Q&A: ITALIAPNGP GIUSEPPE CONTE
Relations between India and Italy have been bedevilled by serious differences in the past eight years. The marines issue, the Finmeccanica and AgustaWestland deals cast a long shadow. But there were signs of a thaw in ties after Prime Minister GIUSEPPE CONTE’S recent visit to address the annual Technology Summit in New Delhi. Conte gave written answers to questions posed by Geeta Mohan, India Today TV’s foreign affairs editor, about his visit. Excerpts:
On the current state of relations between India and Italy
India and Italy share the same principles of democracy, pluralism and respect for human rights. We are convinced that by working together, we can promote a free and fair system of international trade, fighting off protectionism while managing globalisation and minimising its distortions to ensure a fully dignified life to all citizens, with no one left behind. We face the same global challenges, such as the fight against climate change or the implementation of 2030 Agenda. We both belong to the G20 and we can work towards the achievement of similar goals.
How to improve trade between the two countries
Bilateral trade is growing, together with a healthy flow of investments, but we can do more to foster cooperation in sectors ranging from infrastructure and renewables to defence and food-processing. With regard to ‘Brexit’, I trust that India and Italy will find new avenues for cooperation. I see Italy’s participation in the Technology Summit as ‘partner country’ as just the beginning of a dynamic partnership in cuttingedge technology. We are convinced that we can push our relations in the field of scientific research and industrial innovation to a new level, also in terms of an increased volume of investments.

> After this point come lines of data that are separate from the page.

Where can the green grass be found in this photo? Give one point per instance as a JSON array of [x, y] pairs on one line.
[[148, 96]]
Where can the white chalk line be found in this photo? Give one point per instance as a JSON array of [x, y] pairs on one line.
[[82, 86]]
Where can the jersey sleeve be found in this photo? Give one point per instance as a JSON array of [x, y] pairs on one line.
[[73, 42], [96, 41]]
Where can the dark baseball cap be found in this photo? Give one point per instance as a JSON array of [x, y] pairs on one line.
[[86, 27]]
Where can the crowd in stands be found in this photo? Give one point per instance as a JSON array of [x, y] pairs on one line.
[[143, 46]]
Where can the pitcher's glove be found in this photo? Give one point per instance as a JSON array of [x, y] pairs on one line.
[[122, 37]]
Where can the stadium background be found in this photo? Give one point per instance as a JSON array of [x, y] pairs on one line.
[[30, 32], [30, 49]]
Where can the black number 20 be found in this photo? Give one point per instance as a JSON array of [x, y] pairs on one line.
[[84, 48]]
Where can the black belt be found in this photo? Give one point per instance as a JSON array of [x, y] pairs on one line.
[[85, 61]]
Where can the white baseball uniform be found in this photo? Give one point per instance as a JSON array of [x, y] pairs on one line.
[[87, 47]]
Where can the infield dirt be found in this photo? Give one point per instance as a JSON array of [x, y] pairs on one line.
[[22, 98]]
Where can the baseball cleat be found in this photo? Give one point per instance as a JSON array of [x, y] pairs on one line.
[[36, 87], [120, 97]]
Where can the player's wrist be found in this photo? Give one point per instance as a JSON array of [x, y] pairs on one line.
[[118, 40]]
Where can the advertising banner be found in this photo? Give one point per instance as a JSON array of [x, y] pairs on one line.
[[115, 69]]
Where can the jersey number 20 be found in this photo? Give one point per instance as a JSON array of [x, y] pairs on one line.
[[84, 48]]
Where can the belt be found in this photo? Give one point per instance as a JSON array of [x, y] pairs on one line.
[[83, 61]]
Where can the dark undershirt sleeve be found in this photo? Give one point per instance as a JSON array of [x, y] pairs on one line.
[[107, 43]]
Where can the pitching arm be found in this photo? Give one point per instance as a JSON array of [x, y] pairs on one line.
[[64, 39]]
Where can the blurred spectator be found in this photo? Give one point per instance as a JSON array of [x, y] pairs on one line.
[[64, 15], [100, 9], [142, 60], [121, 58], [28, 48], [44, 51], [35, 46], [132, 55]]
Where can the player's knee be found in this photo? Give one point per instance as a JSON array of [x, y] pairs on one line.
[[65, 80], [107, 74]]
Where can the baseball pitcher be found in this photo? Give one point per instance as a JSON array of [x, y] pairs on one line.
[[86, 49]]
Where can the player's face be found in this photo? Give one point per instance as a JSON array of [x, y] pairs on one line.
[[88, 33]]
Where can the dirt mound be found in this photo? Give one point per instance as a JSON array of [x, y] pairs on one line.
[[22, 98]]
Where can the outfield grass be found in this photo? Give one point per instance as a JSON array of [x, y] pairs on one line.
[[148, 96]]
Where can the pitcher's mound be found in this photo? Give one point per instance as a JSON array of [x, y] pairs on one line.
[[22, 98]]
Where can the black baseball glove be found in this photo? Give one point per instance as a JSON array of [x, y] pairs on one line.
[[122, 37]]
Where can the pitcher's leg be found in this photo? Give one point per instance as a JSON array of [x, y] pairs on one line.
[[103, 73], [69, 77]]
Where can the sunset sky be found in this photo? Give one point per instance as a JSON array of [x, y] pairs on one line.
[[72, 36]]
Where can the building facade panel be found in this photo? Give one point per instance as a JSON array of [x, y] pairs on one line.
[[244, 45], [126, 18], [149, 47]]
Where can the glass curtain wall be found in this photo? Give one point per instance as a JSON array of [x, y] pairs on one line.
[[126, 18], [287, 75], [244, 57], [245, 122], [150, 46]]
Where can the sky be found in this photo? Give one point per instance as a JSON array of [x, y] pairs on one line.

On support of India’s stand on terrorism
The global nature of terrorist threats requires a global response. The largest number of Italian casualties due to a terrorist attack in recent years was in Bangladesh: nine Italian citizens were killed at the Holey Bakery attack in Dhaka in July 2016. This is tangible evidence of the need to expand the scope of counter-terrorist cooperation. Let me underline the need for information and intelligence-sharing, notably when dealing with the possible return of foreign terrorist fighters from conflict zones. Disrupting the financing of terrorist activities is also fundamental. With India, we have established a counter terrorism working group. It has already proved to be a useful tool, but we need to do more to face the global threat.
Whether defence relations have overcome the Finmeccanica and AgustaWestland setbacks
Italy and India can forge a mutually beneficial partnership in the defence sector. Contacts between defence ministries have intensified this year, as proved by the reactivation of the Joint Defence Committee. When it comes to defence industry and procurement, Italian companies have developed outstanding expertise, which can contribute to the ‘Make in India’ programme. The case of AgustaWestland was originally raised in Italy by Italian investigators. The judiciary has now completed the trial procedure which [resulted in a] final sentence of acquittal for the former CEOs of the company. In the meantime, Leonardo (formerly Finmeccanica) has joined the UN Global Compact, which means that its strategies and operations align with universal principles on labour rights, environment and anti-corruption.
On the US imposing sanctions on Iran that may impact India
We firmly believe that sanctions are an instrument, not a goal, nor a policy. To be effective, they must be widely shared at the international level. With reference to Iran, we support the JCPoA (Joint Comprehensive Plan of Action). Its implementation can enhance international and regional security and encourage mutual trust among the parties involved. We are keen to identify options to preserve the agreement and the economic cooperation with Iran.